The scenes from the 1.0 beginning were pretty amazing, definitely designed to hook you in. The problem is, they were so well made that there were only a few of them. Once you made it to level 20, the quality drops off a cliff, and any remaining cutscenes were even worse than what's in 2.0. That was either because there wasn't any more time to make good scenes or they didn't have the budget for anything else. Probably both.

Quote:
The graphics quality, especially the lighting, was softer for sure. But it was very poorly optimized. Perhaps PS4 could have handled it like that, but there was no way PS3 could.


I believe the PS3 could have handled it. One only need to review the amazing scenes from God of War 3 to see that the ability of the cell processors to calculate floating point calculations in the manner of a super-computer could really make the system sing. A core processor cannot divide the work of calculating of floating point numbers among its cores. A cell processors can among its cells, which is entirely the point of the architecture, which was originally used in super-computers to calculate difficult math problems.

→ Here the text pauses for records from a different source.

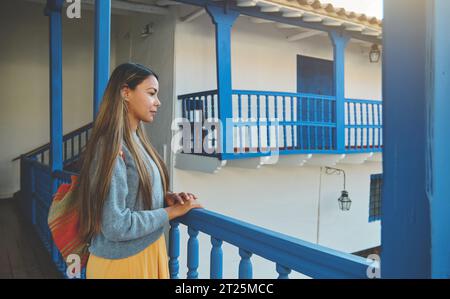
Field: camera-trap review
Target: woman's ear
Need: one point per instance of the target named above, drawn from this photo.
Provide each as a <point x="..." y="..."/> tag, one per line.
<point x="125" y="93"/>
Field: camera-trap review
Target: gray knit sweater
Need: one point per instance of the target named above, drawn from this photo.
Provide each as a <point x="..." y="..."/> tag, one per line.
<point x="127" y="228"/>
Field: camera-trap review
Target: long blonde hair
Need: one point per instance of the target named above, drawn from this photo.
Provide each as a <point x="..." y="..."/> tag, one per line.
<point x="111" y="126"/>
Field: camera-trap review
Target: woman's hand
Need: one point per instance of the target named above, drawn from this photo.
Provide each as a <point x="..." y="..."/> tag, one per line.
<point x="179" y="209"/>
<point x="174" y="198"/>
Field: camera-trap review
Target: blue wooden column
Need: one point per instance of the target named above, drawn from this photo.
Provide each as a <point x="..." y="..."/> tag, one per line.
<point x="438" y="135"/>
<point x="102" y="50"/>
<point x="405" y="228"/>
<point x="53" y="11"/>
<point x="340" y="41"/>
<point x="223" y="20"/>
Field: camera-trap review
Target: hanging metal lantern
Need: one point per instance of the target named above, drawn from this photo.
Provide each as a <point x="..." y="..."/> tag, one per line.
<point x="345" y="202"/>
<point x="375" y="54"/>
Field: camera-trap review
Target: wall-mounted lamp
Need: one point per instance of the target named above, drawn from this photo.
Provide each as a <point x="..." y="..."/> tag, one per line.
<point x="344" y="201"/>
<point x="374" y="54"/>
<point x="147" y="30"/>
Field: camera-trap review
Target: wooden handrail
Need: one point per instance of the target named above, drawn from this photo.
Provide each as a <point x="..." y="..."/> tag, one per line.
<point x="65" y="137"/>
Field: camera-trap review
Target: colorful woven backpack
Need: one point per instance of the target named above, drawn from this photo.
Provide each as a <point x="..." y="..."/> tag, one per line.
<point x="64" y="222"/>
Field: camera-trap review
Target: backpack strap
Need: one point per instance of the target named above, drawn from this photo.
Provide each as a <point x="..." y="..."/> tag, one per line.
<point x="122" y="154"/>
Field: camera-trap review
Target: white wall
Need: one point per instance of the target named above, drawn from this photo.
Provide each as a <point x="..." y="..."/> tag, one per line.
<point x="157" y="52"/>
<point x="24" y="81"/>
<point x="280" y="199"/>
<point x="263" y="59"/>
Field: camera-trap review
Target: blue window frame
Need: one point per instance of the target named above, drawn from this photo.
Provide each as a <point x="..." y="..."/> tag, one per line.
<point x="376" y="184"/>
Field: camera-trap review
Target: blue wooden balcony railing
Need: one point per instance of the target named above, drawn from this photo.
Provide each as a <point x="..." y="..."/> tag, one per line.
<point x="73" y="144"/>
<point x="363" y="125"/>
<point x="287" y="253"/>
<point x="36" y="183"/>
<point x="265" y="123"/>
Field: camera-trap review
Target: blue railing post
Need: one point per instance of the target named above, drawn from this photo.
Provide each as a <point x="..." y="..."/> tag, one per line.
<point x="53" y="10"/>
<point x="102" y="50"/>
<point x="223" y="19"/>
<point x="245" y="265"/>
<point x="216" y="258"/>
<point x="31" y="194"/>
<point x="192" y="253"/>
<point x="174" y="249"/>
<point x="340" y="42"/>
<point x="406" y="229"/>
<point x="439" y="138"/>
<point x="283" y="272"/>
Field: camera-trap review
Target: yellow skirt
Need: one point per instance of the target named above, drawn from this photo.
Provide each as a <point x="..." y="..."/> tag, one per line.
<point x="150" y="263"/>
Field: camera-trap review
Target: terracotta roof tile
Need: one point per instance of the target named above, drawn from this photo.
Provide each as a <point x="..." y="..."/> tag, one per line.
<point x="329" y="10"/>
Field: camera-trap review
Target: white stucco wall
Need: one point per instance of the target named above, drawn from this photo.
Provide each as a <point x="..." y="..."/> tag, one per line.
<point x="24" y="81"/>
<point x="284" y="199"/>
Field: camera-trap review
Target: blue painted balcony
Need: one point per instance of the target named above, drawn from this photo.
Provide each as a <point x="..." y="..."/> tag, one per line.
<point x="287" y="253"/>
<point x="265" y="123"/>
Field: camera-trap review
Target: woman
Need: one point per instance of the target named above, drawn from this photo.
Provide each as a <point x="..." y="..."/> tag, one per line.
<point x="123" y="184"/>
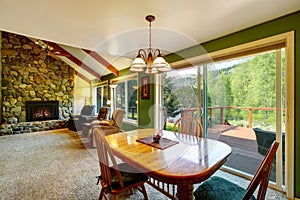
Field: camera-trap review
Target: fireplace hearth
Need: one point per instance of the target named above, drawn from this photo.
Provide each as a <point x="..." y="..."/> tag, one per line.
<point x="42" y="110"/>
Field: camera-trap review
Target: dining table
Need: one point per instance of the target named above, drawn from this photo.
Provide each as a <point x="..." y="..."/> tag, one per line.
<point x="179" y="159"/>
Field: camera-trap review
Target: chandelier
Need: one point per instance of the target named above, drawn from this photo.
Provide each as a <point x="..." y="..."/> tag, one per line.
<point x="152" y="63"/>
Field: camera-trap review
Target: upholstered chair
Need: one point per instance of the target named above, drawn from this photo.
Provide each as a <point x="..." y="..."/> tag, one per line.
<point x="107" y="126"/>
<point x="102" y="115"/>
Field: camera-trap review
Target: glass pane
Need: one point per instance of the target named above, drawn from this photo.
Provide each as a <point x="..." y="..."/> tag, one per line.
<point x="132" y="99"/>
<point x="242" y="98"/>
<point x="120" y="95"/>
<point x="240" y="95"/>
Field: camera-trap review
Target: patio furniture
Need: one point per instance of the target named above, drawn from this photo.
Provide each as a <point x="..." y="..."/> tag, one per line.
<point x="220" y="188"/>
<point x="101" y="116"/>
<point x="265" y="139"/>
<point x="116" y="178"/>
<point x="188" y="125"/>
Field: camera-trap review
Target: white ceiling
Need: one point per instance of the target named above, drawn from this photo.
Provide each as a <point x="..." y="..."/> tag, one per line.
<point x="118" y="28"/>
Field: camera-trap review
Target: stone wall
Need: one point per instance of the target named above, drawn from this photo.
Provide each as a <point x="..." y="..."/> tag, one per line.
<point x="30" y="74"/>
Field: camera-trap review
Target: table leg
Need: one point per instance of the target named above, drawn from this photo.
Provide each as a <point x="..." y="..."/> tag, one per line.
<point x="185" y="192"/>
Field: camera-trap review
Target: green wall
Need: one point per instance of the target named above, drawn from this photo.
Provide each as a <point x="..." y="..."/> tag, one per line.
<point x="145" y="106"/>
<point x="283" y="24"/>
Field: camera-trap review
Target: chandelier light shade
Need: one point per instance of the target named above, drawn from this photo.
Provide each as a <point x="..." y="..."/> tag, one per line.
<point x="150" y="61"/>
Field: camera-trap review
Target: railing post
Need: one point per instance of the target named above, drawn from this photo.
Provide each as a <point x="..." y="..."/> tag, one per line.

And graphics are all about rapid floating point calculations, so this had the potential to offer unique experiences you couldn't get on an ordinary PC.

The problem is, programming a cell processor to render graphics is a non-trivial approach to programming, so many developers would rather just code in a PC style with most of the burden on the GPU rather than the CPU. That's why a lot of PS3 ports were terribly lackluster because most developers weren't interested in a drastic re-write of their code just to take full advantage of the PS3's capabilities and settled on relying on its GPU which was terribly weak (because the idea was to make use of the cell processor for most of the heavy lifting).

So, Sony learned its lesson for the PS4 and made it just another PC with a few tweaks to its memory architecture, instead. That way PC ports are not a problem for developers and quality won't suffer. But, sadly, all we have now is a console generation of hobbled PCs with little that distinguishes them from a middle-of-the-road gamer PC. At least the cell processors could offer a difference experience from time-to-time, but the system just wasn't popular enough to warrant the effort among developers.